Justifiable preoccupation by intelligence analysts with the rise of the People’s Liberation Army-Navy (PLAN) has paralleled the focus of popular attention on the growth of the People’s Republic of China (PRC). However, the significant growth of the Indian Navy (IN) in recent years has been neglected by international scholars, and the international attention paid to India has similarly suffered in comparison with the PRC.
Proportionately, the rise of the Indian Navy — and Indian defenses generally — is in some ways more spectacular than that of the PLAN and the other, new PRC maritime power projection and protection tools. Arguably, too, India’s geopolitical or strategic ambitions are no less significant than those of the PRC.
Having said that, India has a GDP of only about $1.86-trillion (2013), roughly the same as that of Canada, when the PRC had a GDP of some $9.24-trillion, according to the World Bank. Yet the IN has been fielding an oceangoing fleet of aircraft carriers, nuclear and conventional submarines, and blue water combatants which, for some decades, in some important ways eclipsed the naval capacity of the PRC.
Perhaps the difference was (but may no longer be) that India has seen itself as a maritime power while China saw itself as a continental power. Inevitably, both states must compete internationally for resources and energy, which — quite apart from their Central Asian ambitions — keeps them on a path of cautious rivalry.
David Brewster, a former mergers and acquisitions lawyer, but latterly a visiting fellow at the Australian National University, in Canberra, was well-placed to study India’s bid for regional leadership; he had already authored India as an Asia Pacific Power. Significantly, his new book, India’s Ocean: The story of India’s bid for regional leadership comes at a time when India is undergoing a political, economic, and strategic revival under the new BJP Government of Narendra Modi. Mr. Brewster’s study — although incredibly expensive at $123.25 a copy — is an essential tool for anyone who needs to understand where India is going. Moreover, at some stage the recognition will have to dawn more comprehensively that the focus on East Asia and the Pacific is incomplete without understanding the Indian Ocean component. Brewster, and others, are now beginning to use the phrase “Indo- Pacific” to discuss the theater.
What Mr Brewster captures with his study is the sense of nationalism and perhaps xenophobia which drives Indian ambitions in the Indian Ocean (hence the book’s title: India’s Ocean) and in the South Asian region. Without stating it expressly, the impression left after reading the study is that the great danger of instability between the PRC and India lies in the mutual xenophobia of both nation-states.
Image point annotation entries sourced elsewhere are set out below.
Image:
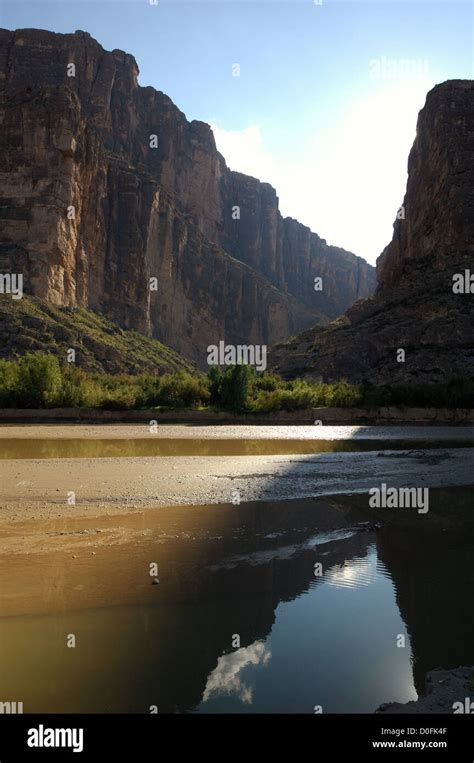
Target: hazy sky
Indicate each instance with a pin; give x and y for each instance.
(326, 102)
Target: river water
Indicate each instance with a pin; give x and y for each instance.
(245, 622)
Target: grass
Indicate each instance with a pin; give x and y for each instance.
(38, 380)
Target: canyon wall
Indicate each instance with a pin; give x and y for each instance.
(423, 304)
(90, 209)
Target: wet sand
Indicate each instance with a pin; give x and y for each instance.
(58, 554)
(234, 431)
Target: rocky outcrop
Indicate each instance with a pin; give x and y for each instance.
(418, 325)
(33, 325)
(106, 185)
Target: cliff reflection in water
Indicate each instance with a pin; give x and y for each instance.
(254, 630)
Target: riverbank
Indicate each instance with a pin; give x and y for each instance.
(310, 416)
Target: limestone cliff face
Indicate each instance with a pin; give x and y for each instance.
(90, 210)
(415, 307)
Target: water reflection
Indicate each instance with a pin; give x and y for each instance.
(114, 448)
(241, 623)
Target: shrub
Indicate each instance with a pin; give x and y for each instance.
(235, 387)
(181, 390)
(214, 377)
(38, 381)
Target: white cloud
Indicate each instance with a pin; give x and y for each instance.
(350, 181)
(225, 678)
(245, 152)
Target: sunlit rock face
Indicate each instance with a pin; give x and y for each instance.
(105, 184)
(423, 304)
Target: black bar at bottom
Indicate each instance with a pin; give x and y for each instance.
(146, 737)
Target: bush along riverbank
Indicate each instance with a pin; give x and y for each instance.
(38, 381)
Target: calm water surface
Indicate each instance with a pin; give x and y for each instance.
(305, 640)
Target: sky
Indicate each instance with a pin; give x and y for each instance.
(320, 99)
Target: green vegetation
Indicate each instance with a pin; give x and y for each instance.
(37, 380)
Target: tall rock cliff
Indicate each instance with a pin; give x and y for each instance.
(93, 206)
(423, 304)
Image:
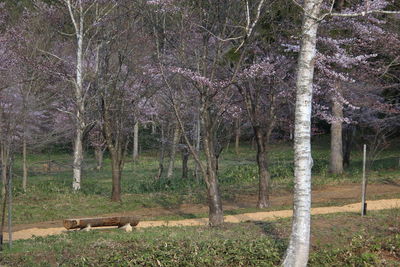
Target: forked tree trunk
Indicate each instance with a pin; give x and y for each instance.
(336, 157)
(197, 146)
(185, 159)
(299, 245)
(348, 135)
(80, 103)
(116, 168)
(78, 158)
(161, 155)
(263, 172)
(4, 168)
(98, 154)
(24, 165)
(237, 135)
(135, 153)
(174, 144)
(216, 215)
In both cases — China and India — the overweening sense of entitlement that each is entitled to be the hegemon of their respective regions draws fear and resentment from the states which surround them.
Brewster dwells heavily on the Indian fascination with the concept of an “Indian Monroe Doc-trine” under which India could, and should, exercise the right to exclude foreign players from its region. In India’s case, some of that sense includes the entire Indian Ocean region. There were sound reasons for India’s psychological reaction to the presence of foreign powers in the region (just as there were for China: both regions had come under Western domination for protracted periods). When India successfully intervened in the dispute between East and West Pakistan in 1971, its victory — the dismemberment of Pakistan — was alloyed by the concerns which the US felt that India might then proceed militarily against the rump Pakistan in the West. US Pres. Richard Nixon, supported by Secretary of State Henry Kissinger, put a carrier battle group into the Bay of Bengal as a signal.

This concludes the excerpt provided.